Je venais de masquer mes sentiments pour la seconde fois Je m'apprêtais à sonner mais la mère de Stéphanie qui m'avait aperçu m'ouvrit . Elle nous fit entrer .A ce moment là ,mes craintes avaient disparu ,je me sentais bien Elle nous invita à nous rafraîchir Nous bûmes tous notre verre et nous discutâmes de notre voyage Mon père rappelé par l'heure nous signifia qu'il se devait de se rendre à un rendez vous. On lui fit nos au revoir et il me rappela mon attitude à avoir . Peu de temps après ce fut le père de Stéphanie qui arriva. Nous fîmes connaissance autour d'un second verre . Enfin le moment tant espéré mais aussi tant redouté arriva La sonnette entonna son chant familier et la porte s'ouvrit. Sur son seuil ,une jeune femme .A cette vue je manquais de m'évanouir et tout ce qui n'était pas elle disparut . La personne dont je rêvais jusqu'à en être malade venait d' apparaître devant mes yeux. L'angoisse qui m'avait quittée ,lança un deuxième assaut encore plus dévastateur . J'étais anéanti Elle était belle . Ces cheveux marron clair étaient parsemés de mèches blondes.

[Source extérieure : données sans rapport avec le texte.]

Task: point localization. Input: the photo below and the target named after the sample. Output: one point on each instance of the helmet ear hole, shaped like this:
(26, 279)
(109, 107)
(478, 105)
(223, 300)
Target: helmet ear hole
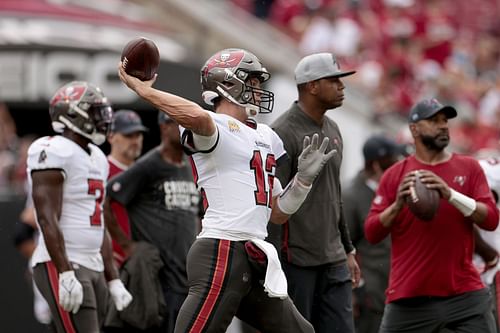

Son petit nez s'accordait parfaitement avec les traits de son visage . Sa silhouette emplissait mon regard tel un paysage qu'on ne se lasse pas de contempler Mes yeux étaient fixés sur les moindres contours de sa silhouette ou encore les moindre plis de ces vêtements Elle finit de se débarrasser de son manteau et me lança un regard . Ses yeux d'un marron vert me captivèrent et je ne pus m' en détacher Elle me parut tout aussi émue que moi Nous nous sommes regardés pendant quelques minutes puis elle me proposa :
-Tu viens avec moi ?
Je répondis que oui mais j'avais l'impression de ne plus être maître de moi ,elle m'avait captivé. Depuis lors , nous ne nous sommes plus quitté de l'apres midi. Nous avons marché pendant de longs moments le long du lac entouré d'une majestueuse forêt qui avait revêtu sa parure d'hiver Nous déambulions, heureux de s'être retrouvés ,au grès des feuilles mortes dont la musique nous captivait La nuit tombant ,nous fumes contraints de quitter ce bel endroit Nous nous sommes alors réfugiés dans sa chambre pour n'être que tous les deux. Je m'aperçus alors que mon caractère de garçon refermé sur ses sentiments venait de disparaître. Ce fut la première fois de ma vie que je me sentais en confiance pour parler de mes sentiments les plus refoulés. Elle m'écoutait sans rien dire ,attentive, à chaque parole ,à chaque mot ,et l'on ne se quittait jamais des yeux. Lorsque j'éprouvais une gène particulière sur un sujet ,son regard dénouait toutes mes inquiétudes . Elle était devenue la clef de mes sentiments Elle su ainsi mes pires appréhensions ,mes déceptions , mes espoirs ...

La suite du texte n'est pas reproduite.